A density function, in the context of probability and statistics, represents how probabilities are distributed across a range of values. For a continuous random variable, the density function is often denoted by a lowercase letter, such as \( g(t) \). This function must satisfy the condition where the total area under the curve over its range equals 1. This signifies the total probability, ensuring we are capturing all possible outcomes.

In the provided exercise, the density function \( g(t) \) is defined within a specific interval from 5 to 9, where it maintains a constant value of 0.25. Outside this interval, the density function is 0, signifying that probabilities only exist within the set boundaries. Such a function is often referred to as a uniform density function in this specific range.

The constant value of 0.25 implies that the probability is evenly distributed over the interval. Calculating the area under this density function from 5 to 9 should equal 1, confirming the integral of the density function over this interval results in total probability. To check, compute the area using the formula for the area of a rectangle: height (0.25) times the width (9-5), which equals 1. This supports the principle that the total probability must sum to one over the defined interval.

Uniform distribution describes a scenario where all outcomes are equally likely over a certain range. This concept is straightforward yet crucial in understanding probability distributions. In the exercise, the random variable \( t \) is uniformly distributed between 5 and 9. This means, within this interval, each subinterval of the same length is equally likely to occur.

The uniform distribution is characterized by two parameters: the minimum value (5 in this case) and the maximum value (9). The probability density function (PDF) for a uniform distribution is constant, reflecting the equal likelihood of all possible values within the specified interval.

The graph of a uniformly distributed density function is a rectangle over the range, flat at the constant density value. In this exercise, the uniform distribution allows for straightforward calculations, such as determining probabilities for various scenarios because the density function remains constant across the interval. This constancy simplifies the integration process when finding the cumulative distribution function (CDF), as demonstrated in this problem.

Using the example, the calculation of probability involved multiplying the density (0.25) by the range of interest, confirming uniform distributions' fundamental nature where probability calculations are simplified within the defined limits.

Probability calculation involves determining the likelihood of a random variable falling within a certain range. In this exercise, calculations were done using both the density function \( g(t) \) and the cumulative distribution function (CDF) \( G(t) \).

For values within the specified interval \([5, 9]\), the probability that \( t \) takes on a value less than 6.08 can be calculated in two ways. Using the density function, we calculate the area under \( g(t) \) from 5 to 6.08. This is done by multiplying the constant density (0.25) by the range of interest (6.08 - 5). This process provides a probability of 0.27.

Using the cumulative distribution function is another method.
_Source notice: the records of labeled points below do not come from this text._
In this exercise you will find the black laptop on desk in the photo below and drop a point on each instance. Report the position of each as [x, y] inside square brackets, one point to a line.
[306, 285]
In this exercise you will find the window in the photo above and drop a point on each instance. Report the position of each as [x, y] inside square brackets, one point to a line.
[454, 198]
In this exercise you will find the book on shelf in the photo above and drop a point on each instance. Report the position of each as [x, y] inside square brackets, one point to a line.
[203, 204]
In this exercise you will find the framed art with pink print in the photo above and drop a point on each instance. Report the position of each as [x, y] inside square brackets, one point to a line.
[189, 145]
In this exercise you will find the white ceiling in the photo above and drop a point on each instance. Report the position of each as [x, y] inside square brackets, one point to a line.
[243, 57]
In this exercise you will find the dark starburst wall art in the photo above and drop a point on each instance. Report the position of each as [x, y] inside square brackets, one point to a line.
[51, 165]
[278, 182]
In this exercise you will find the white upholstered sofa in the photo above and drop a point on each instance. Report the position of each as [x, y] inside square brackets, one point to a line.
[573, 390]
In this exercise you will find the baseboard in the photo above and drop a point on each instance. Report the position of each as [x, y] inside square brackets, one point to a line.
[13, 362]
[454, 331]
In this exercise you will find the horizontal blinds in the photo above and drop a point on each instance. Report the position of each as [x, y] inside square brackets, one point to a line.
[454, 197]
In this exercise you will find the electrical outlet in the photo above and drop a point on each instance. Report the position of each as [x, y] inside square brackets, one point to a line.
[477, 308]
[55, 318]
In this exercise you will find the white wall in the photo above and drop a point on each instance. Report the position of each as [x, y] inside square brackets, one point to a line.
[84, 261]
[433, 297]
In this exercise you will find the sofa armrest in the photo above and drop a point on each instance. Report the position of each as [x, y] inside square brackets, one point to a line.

The CDF, \( G(t) \), is the integral of the density function, giving us the cumulative probability up to any point within the interval. In this case, \( G(6.08) = 0.25(6.08 - 5) \), also yielding a probability of 0.27.

Both methods illustrate how, depending on the situation, either function can be used effectively for probability calculations. The CDF presents an accumulated view of probabilities, advantageous for quickly assessing probabilities up to a particular point.